Milo had been my mother’s steward, and like her was old school. He’d known me since I was a child. Then, I’d been a little afraid of him. When he said ‘jump’, he considered the most appropriate reply was ‘how high, sir?’ Now, his upright figure stood straight and stiff in front of my desk. He never forgot he’d been a centurion before he came to work for the family. Perhaps it was time to remind him this was a civilian establishment.
‘Please, Milo, sit,’ I began. His hard face didn’t relax, nor did his spine touch the back of the chair when he sat. ‘I don’t need a detailed report,’ I continued, ‘more of a catch-up.’
‘Of course, domina.’ He passed a dozen sheets across the desk. ‘I’ve prepared this for you detailing expenses, stocks, percentage of home produced and other food, cellar, repairs and renewals, security and staff.’
‘Thank you. I’m sure it will be comprehensive. But tell me in your own words. How are the staff? Any new partnering or children? Are the pensioners all well?’
‘One of the assistant cooks is expecting a child, and my under-steward has left to marry a hotelkeeper in Brancadorum.’ He sniffed. ‘Good luck to him – she’s a tough one. He’ll be her third.’ He glanced away. ‘Apart from that, two juniors have gone, but we’ve replaced them.’
‘I see.’ I took a deep breath. ‘
Well, I sensed some tension in the air, and nervousness when the staff are around me. Yet they’re all ones who know me. What’s happened?’
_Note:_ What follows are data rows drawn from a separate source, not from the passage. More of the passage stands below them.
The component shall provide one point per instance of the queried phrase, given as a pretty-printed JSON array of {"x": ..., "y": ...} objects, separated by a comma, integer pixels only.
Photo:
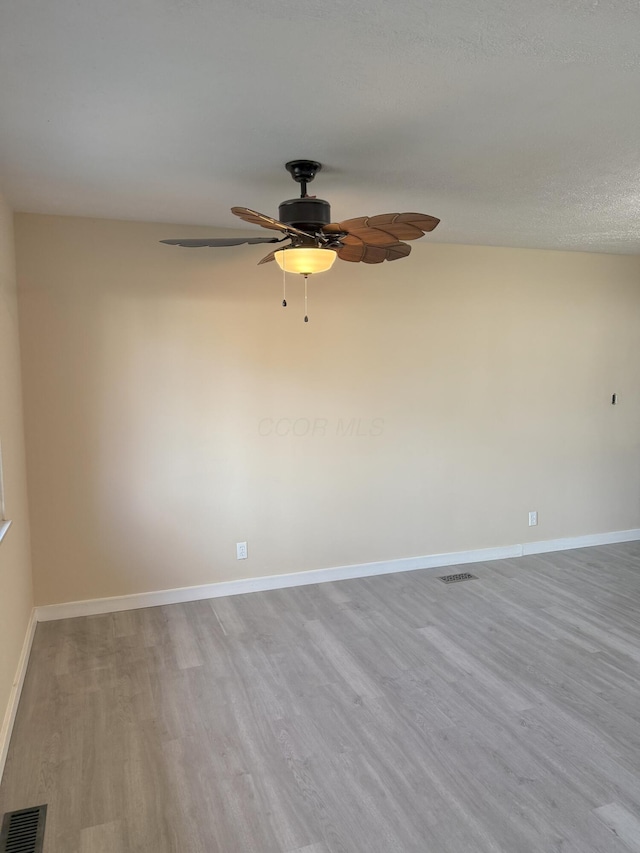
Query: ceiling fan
[
  {"x": 306, "y": 223},
  {"x": 313, "y": 242}
]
‘Some became lax when you first went away to Berlin, but I tightened up the discipline and everything is now in order.’
I wondered what in Hades he meant by ‘tightened up the discipline’. Discipline in the military was tough – that was normal – but it shouldn’t be hard in a civilian household. There hadn’t been a problem when I left. I picked up my pen and let it see-saw between my first and second fingers.
‘I presume you haven’t reverted to any form of corporal punishment?’ I said after a few moments. ‘Or has there been fighting? I would be extremely unhappy about that. Any form of physical abuse would be grounds for instant dismissal, of course.’
He looked at me, his eyes balls of granite, but didn’t say anything. Slapping lazy female servants or whipping disobedient boys had persisted into this century. My mother had said there were worse things in the world when I’d noticed it as a child. She’d slapped me on occasion. But those times were finished in my house.
He said nothing and continued staring at me. After a minute, I ended it.
‘Thank you for the report,’ I said at my driest. ‘I’ll read it and come back to you if I have any questions.’
His dignity obviously offended, Milo gave me his most formal bow, turned and strode off.
Damn.
*
I flinched at the cold jelly on my stomach. But as the nurse spread it, it warmed up. He concentrated on the black and white screen lost in a maze of wires, but relaxed as the image cleared.
‘This is the last test,’ he said and smiled.
Thank Juno. I’d given liquids, been prodded, had cloth-covered bands and sensors on my limbs, breathed and stretched for the past hour and a half. Now the sickness had stopped, I felt completely well, only tired in the evenings. I hadn’t started thickening either.
When I was dressed, Justina’s obstetrician frowned at me. I was sure she was a very competent specialist, but I preferred my own doctor. I’d only agreed to see this woman to stop Justina nagging me.